Water Quality and the Global Microplastic Crisis

The use of plastic piping has become commonplace, yet there is mounting evidence that plastic is directly damaging water quality. Over the past few years, several third-party studies have made three conclusions: microplastic fragments are abundantly present in water, humans are unknowingly consuming them, and they release toxins when consumed by fish or mammals.

What is a Microplastic?

Plastic used for water bottles, piping and any other application are not naturally occurring and never biodegrade. When exposed to water, the sun, wind and other elements, plastics break into smaller and smaller pieces. Eventually a plastic product is reduced to fragments as small as 0.1 – 5 millimeters.

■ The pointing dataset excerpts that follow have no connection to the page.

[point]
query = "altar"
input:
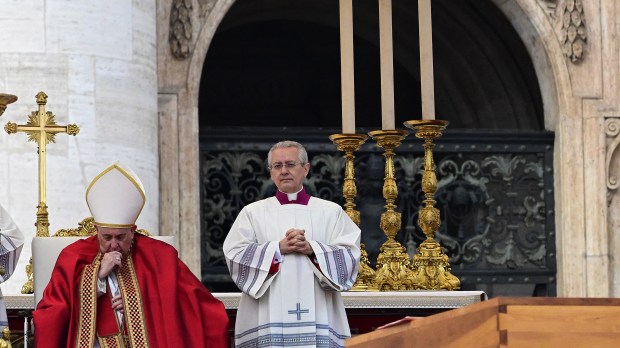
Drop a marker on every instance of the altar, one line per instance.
(366, 310)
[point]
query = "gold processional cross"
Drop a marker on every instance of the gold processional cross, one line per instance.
(42, 129)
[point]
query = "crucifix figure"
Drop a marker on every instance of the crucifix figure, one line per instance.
(41, 128)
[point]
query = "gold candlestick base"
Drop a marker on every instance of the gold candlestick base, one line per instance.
(430, 265)
(350, 143)
(6, 99)
(393, 272)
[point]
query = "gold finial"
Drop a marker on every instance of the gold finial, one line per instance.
(6, 99)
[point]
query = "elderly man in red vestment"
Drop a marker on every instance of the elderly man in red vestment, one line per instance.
(123, 289)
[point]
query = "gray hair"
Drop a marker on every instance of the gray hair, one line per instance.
(303, 155)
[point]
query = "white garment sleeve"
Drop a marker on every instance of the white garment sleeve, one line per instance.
(339, 257)
(11, 244)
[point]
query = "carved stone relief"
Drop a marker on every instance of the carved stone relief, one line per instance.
(571, 23)
(181, 28)
(612, 131)
(573, 34)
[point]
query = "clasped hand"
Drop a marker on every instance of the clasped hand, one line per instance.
(109, 261)
(294, 241)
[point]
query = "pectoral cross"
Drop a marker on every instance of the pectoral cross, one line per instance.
(42, 129)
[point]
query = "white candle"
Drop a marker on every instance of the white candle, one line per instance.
(387, 64)
(426, 59)
(346, 67)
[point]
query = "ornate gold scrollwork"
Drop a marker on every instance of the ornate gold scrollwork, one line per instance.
(393, 272)
(430, 265)
(350, 143)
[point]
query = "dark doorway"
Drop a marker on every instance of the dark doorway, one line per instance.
(273, 72)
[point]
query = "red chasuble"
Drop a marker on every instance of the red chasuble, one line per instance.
(165, 304)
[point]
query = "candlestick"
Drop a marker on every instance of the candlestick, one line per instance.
(346, 67)
(387, 64)
(426, 59)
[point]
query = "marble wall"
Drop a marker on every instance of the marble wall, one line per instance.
(96, 61)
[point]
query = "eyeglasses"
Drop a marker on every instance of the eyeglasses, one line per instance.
(287, 165)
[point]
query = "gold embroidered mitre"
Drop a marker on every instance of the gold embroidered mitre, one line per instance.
(115, 197)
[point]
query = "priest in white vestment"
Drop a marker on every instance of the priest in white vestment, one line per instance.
(11, 243)
(291, 255)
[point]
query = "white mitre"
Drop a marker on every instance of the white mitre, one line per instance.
(115, 197)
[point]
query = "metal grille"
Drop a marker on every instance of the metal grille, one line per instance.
(495, 194)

How Prevalent is Plastic Contamination of Water?

Pollution resulting from this phenomena is widespread. A 2017 study tested tap water samples from 14 countries on five continents to assess microplastic prevalence. Of the 159 samples analyzed, 83 percent contained plastic with an average rate of 4.34 pieces of plastic per liter. In fact the United States had the worst contamination rate at 94 percent of water samples, including water from the Environmental Protection Agency’s headquarters. Just by drinking the recommended amount of water, an individual can ingest plastic 14 times each day.

What Effect Do They Have?

Studies conducted on fish and small mammals have shown microplastics absorb toxic chemicals linked to cancer and other ailments and release these substances when consumed. According to professor Richard Thompson at Plymouth University, “It became clear very early on that the plastic would release those chemicals and that actually, the conditions in the gut would facilitate really quite rapid release.” Although further research is needed, as humans consume these creatures, the potential for us to inherit their ailments is significant.

Unfortunately, it’s not just meat. Baby formula, pasta, soup, sauce, beer, salt and any food involving water likely also contains plastic. Microplastics are so small that after we eat our favorite food, they can migrate through the intestinal wall, enter the bloodstream and visit our heart, brain, and other organs. In a first-of-its-kind study in 2018, scientists examined individuals from eight countries and found every single person had microplastics in their body.

The most common type of plastic found was polypropylene (PP) at 62.8 percent, followed by detections of polyethylene (PE) and polyvinyl chloride (PVC). All three of these plastics are common piping materials.

What Should We Do?

Builders, architects, contractors and property owners must carefully consider the material selection for piping installations. Pipe replacement projects to remove plastic may be part of the solution along with filters designed to remove microplastics.